Sobre la teatralidad anterior a la consolidación del teatro cerrado, el cuerpo se sitúa en una
condición que reconfigura los espacios habituales. Es decir, no existe un único lugar predeterminado
frente al cual permanecer; por el contrario, la movilidad de los cuerpos, explica Ortiz, “es la que hace
la suma de la experiencia” (Ortiz, 2023, p.72). Por tanto, el lugar del teatro es el cuerpo del espectador
antes que el tablado. La experiencia teatral supone que el cuerpo del espectador tenga la posibilidad de
detenerse o de percibir aspectos del entorno no privilegiados por la acción escénica.
Uno de los temas recurrentes en la primera parte del libro de Rubén Ortiz es el de las implicaciones del aparato perspectivista y la tendencia wagneriana que inaugura la economía política del
teatro, a saber, un dispositivo escénico dentro de un dispositivo arquitectónico, a su vez inscrito en un
aparato epocal que distribuye cuerpos, jerarquiza la palabra y fomenta la división del trabajo. A juicio
del autor, la reforma arquitectónica atribuida al austriaco Otto Wagner concluye un proceso de transformación del espacio en el que la sala no solo se subsume al escenario, sino que, antes bien, este la
desplaza. Se trata de un cisma arquitectónico moderno, ideológico y somático, que inaugura la noción
de “atención total” del espectador sentado, con la vista fija en un solo punto redefiniendo no solo el
qué, sino el cómo mirar una obra. A mi juicio, en este periodo se afianza la pulsión escópica del brillo
moderno del capital, saber que la agalma o brillo fálico del objeto de deseo se concentra en un único
punto del escenario, reordenando la mirada y alienando al espectador.
El investigador del CITRU, Rubén Ortiz, trae a la discusión la Carta a D’Alembert sobre los
espectáculos de Jean-Jacques Rousseau, escrita como respuesta al artículo “Ginebra” del volumen séptimo de la Enciclopedia. En esta extensa carta, Rousseau contrapone, como es de esperar, las lógicas
civilizatorias de las capitales, en particular París, con los modos relacionales de lo que denomina la
tradición de las pequeñas ciudades suizas, como Ginebra o como Neuchâtel, frente a la instalación de
espectáculos fijos.
A su juicio, la instalación de estos espectáculos provocaría cinco perjuicios: el relajamiento
del trabajo, el aumento del gasto, la disminución de la producción, el establecimiento de impuestos y
la introducción del lujo. En suma, para Rubén Ortiz, el pasaje rousseauniano permite explicar cómo la
metáfora teatral implica la privatización de las lógicas comunales y el surgimiento de la división del
trabajo y de la multiplicación de saberes. Se trata de un colonialismo suave “al que Rousseau no está
dispuesto a abrir las puertas de manera sencilla. Una metáfora teatral puede acabar con un pueblo”
(Ortiz, 2023, p.89).
En la segunda parte de En busca del espectador, titulada En montaje, se despliega una serie de
tratados que versan sobre las imágenes, la agitación, los pueblos y la democracia, en donde se esbozan
algunos eslabones de lo que podría ser al menos una arqueología del montaje, en las que se destaca no
tanto la imitación de la realidad, sino la ocupación de esta.
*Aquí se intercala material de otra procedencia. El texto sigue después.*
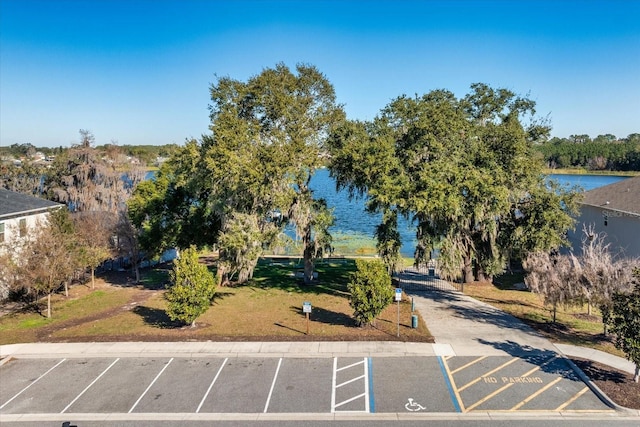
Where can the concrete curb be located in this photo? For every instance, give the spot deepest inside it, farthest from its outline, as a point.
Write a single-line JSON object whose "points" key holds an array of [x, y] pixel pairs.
{"points": [[596, 390]]}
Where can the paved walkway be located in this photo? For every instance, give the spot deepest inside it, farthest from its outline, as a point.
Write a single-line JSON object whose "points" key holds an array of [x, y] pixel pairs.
{"points": [[474, 328], [461, 325]]}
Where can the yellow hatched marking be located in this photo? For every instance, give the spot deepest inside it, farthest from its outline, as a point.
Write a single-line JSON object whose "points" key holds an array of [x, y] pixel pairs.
{"points": [[537, 393], [573, 399], [484, 399], [500, 390], [453, 385], [487, 374], [468, 364]]}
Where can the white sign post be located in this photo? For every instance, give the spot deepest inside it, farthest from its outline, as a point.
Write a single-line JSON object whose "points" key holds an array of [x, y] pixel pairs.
{"points": [[398, 298], [306, 309]]}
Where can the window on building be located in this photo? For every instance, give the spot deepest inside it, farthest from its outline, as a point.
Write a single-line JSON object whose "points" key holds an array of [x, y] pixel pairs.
{"points": [[23, 227]]}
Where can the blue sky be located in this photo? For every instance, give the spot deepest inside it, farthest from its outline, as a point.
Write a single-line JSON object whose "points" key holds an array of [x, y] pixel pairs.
{"points": [[139, 71]]}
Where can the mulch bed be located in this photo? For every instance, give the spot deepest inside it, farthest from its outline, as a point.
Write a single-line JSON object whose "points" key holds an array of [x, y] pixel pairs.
{"points": [[617, 385]]}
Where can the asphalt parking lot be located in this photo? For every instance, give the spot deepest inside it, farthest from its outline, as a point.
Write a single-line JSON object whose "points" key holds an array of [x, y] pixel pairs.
{"points": [[292, 385]]}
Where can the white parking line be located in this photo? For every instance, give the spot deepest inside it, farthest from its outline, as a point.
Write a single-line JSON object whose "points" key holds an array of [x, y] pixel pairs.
{"points": [[211, 385], [364, 377], [150, 385], [27, 387], [87, 387], [273, 384]]}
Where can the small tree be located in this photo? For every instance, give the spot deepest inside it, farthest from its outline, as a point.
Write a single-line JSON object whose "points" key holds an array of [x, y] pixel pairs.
{"points": [[48, 257], [554, 278], [94, 230], [370, 289], [624, 323], [191, 290]]}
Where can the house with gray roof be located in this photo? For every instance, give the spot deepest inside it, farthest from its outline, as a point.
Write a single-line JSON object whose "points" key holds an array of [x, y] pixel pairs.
{"points": [[613, 211], [20, 213]]}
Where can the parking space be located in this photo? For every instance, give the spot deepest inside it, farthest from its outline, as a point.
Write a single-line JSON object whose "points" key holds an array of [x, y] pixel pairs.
{"points": [[513, 384], [410, 384], [242, 386], [110, 394], [293, 385], [350, 385]]}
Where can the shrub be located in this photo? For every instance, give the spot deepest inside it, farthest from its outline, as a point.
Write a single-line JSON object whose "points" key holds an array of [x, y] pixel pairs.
{"points": [[191, 289], [371, 290]]}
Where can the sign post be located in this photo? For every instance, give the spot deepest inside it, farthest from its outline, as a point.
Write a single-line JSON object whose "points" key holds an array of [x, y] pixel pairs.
{"points": [[306, 309], [398, 297]]}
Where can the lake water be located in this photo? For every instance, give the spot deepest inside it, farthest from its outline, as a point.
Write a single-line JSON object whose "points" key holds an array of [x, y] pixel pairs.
{"points": [[354, 228]]}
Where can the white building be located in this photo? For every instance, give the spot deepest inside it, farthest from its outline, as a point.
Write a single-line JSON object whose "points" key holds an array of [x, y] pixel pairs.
{"points": [[614, 211], [20, 213]]}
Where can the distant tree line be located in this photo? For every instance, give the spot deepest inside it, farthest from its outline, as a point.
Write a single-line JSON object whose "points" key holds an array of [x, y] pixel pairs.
{"points": [[94, 185], [605, 152], [146, 154]]}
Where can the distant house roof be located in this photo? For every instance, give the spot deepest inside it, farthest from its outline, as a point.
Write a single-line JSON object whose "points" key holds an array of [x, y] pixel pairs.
{"points": [[623, 196], [14, 204]]}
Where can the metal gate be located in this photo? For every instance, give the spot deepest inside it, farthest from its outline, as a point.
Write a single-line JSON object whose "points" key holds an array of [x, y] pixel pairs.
{"points": [[425, 278]]}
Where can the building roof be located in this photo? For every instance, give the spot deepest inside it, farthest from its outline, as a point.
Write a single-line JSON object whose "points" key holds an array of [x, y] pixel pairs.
{"points": [[14, 204], [623, 196]]}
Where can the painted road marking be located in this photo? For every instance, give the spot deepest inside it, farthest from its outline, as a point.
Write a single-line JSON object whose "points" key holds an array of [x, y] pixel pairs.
{"points": [[488, 374], [36, 380], [453, 391], [365, 381], [473, 362], [273, 384], [536, 394], [87, 387], [573, 399], [150, 385], [211, 385], [550, 388]]}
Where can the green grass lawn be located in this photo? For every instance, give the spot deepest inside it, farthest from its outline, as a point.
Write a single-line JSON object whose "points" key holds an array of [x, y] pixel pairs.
{"points": [[574, 325], [267, 308]]}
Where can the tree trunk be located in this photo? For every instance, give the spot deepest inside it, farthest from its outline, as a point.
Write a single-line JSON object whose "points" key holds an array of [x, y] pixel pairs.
{"points": [[243, 275], [467, 270], [308, 255]]}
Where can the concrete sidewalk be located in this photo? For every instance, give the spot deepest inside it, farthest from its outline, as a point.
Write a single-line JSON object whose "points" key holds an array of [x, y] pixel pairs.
{"points": [[474, 328], [225, 349], [461, 325]]}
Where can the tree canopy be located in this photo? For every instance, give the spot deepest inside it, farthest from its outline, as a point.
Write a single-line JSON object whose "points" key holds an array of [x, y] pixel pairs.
{"points": [[464, 170], [267, 137]]}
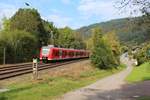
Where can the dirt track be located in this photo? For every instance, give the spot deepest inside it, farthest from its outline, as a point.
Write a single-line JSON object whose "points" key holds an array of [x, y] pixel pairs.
{"points": [[111, 88]]}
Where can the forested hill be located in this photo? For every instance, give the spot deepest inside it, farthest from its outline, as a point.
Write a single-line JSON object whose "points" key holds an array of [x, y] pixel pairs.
{"points": [[127, 29]]}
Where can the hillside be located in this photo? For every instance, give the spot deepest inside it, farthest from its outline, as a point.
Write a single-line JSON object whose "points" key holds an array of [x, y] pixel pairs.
{"points": [[127, 30]]}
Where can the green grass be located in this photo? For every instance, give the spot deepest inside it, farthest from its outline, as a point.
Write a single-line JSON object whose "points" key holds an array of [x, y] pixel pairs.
{"points": [[144, 98], [140, 73], [51, 88]]}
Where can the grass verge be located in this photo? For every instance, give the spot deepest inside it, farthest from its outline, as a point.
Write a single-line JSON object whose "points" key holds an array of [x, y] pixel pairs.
{"points": [[140, 73], [144, 98], [50, 88]]}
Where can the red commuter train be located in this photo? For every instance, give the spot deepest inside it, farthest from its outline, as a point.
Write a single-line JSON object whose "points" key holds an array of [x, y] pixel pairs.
{"points": [[51, 53]]}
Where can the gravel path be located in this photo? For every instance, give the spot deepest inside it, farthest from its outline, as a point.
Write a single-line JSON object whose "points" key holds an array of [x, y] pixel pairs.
{"points": [[110, 88]]}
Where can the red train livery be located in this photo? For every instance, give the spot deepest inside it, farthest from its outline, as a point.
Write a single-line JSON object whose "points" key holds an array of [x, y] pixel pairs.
{"points": [[51, 53]]}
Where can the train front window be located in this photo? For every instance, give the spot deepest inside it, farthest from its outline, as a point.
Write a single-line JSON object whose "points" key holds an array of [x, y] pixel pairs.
{"points": [[45, 51]]}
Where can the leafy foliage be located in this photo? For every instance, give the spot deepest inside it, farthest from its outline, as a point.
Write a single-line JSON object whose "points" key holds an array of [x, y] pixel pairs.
{"points": [[25, 32], [102, 55], [21, 45], [29, 20], [69, 39], [143, 54]]}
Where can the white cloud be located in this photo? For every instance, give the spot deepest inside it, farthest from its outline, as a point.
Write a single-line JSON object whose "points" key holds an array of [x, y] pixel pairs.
{"points": [[66, 1], [103, 9], [59, 20]]}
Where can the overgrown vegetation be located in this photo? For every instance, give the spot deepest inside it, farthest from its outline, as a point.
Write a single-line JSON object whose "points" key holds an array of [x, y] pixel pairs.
{"points": [[140, 73], [51, 88], [25, 33]]}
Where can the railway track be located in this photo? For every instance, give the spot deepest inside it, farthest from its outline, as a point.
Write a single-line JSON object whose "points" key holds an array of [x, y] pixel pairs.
{"points": [[17, 70]]}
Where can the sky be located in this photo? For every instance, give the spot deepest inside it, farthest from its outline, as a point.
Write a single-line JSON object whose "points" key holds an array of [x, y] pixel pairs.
{"points": [[72, 13]]}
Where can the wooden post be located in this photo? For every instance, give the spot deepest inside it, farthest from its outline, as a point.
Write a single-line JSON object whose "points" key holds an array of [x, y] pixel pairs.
{"points": [[35, 69], [4, 56]]}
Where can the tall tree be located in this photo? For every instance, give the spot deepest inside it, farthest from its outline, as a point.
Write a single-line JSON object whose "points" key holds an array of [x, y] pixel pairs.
{"points": [[29, 20], [102, 56]]}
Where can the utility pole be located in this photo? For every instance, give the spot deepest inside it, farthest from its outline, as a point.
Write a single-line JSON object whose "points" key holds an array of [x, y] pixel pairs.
{"points": [[4, 56]]}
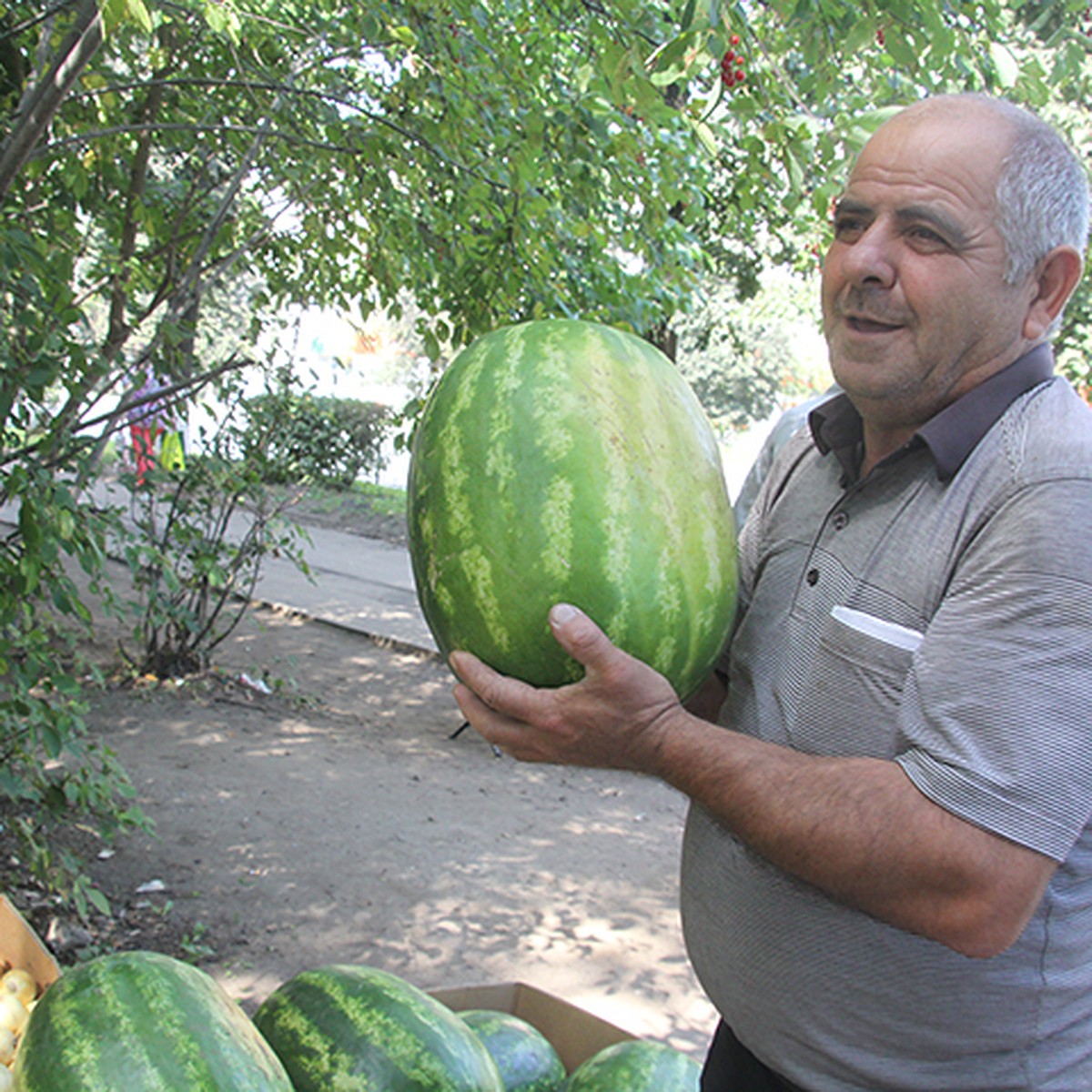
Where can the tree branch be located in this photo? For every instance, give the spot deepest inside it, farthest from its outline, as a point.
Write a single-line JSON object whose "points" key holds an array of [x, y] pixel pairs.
{"points": [[44, 99]]}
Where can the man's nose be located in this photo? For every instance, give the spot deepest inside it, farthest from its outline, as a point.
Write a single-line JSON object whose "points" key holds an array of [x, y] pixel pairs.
{"points": [[872, 258]]}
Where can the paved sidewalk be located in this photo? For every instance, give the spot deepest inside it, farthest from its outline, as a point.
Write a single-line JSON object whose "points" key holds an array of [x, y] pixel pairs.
{"points": [[361, 584]]}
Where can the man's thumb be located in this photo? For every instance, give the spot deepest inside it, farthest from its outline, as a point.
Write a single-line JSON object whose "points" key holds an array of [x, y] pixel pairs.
{"points": [[577, 633]]}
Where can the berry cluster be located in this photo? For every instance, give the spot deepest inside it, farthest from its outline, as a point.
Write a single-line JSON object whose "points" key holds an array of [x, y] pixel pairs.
{"points": [[732, 66]]}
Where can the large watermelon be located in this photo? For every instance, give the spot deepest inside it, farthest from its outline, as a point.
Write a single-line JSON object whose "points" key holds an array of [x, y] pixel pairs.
{"points": [[525, 1057], [637, 1066], [358, 1029], [565, 461], [142, 1022]]}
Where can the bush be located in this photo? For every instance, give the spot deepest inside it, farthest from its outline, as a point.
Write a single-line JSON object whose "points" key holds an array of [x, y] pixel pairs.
{"points": [[200, 538], [299, 438], [54, 775]]}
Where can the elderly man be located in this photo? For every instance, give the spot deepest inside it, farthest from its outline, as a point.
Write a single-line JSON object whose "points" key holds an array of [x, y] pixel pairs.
{"points": [[887, 871]]}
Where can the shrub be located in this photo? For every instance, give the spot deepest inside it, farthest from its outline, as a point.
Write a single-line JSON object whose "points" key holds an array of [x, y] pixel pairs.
{"points": [[298, 438]]}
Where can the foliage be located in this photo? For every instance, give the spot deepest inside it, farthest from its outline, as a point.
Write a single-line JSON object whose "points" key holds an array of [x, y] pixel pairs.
{"points": [[200, 539], [53, 774], [743, 358], [300, 438]]}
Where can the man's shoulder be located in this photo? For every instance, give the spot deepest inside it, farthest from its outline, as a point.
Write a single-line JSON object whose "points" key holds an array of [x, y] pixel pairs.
{"points": [[1052, 426]]}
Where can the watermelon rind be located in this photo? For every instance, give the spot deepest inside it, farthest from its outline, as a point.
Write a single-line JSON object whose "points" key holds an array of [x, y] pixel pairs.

En dicha sección hay una preocupación latente por la descomposición institucional, las formas de violencia permanente, el terror paralizante, la desigualdad estructural del capital y su detrito
planetario. Para el autor, en tiempos de emergencia la materia prima no es tanto la estética sino un uso
intensivo de la poética, la cual irradiaría en la reinvención de la política, agrego yo, una de tipo instituyente cuando no destituyente.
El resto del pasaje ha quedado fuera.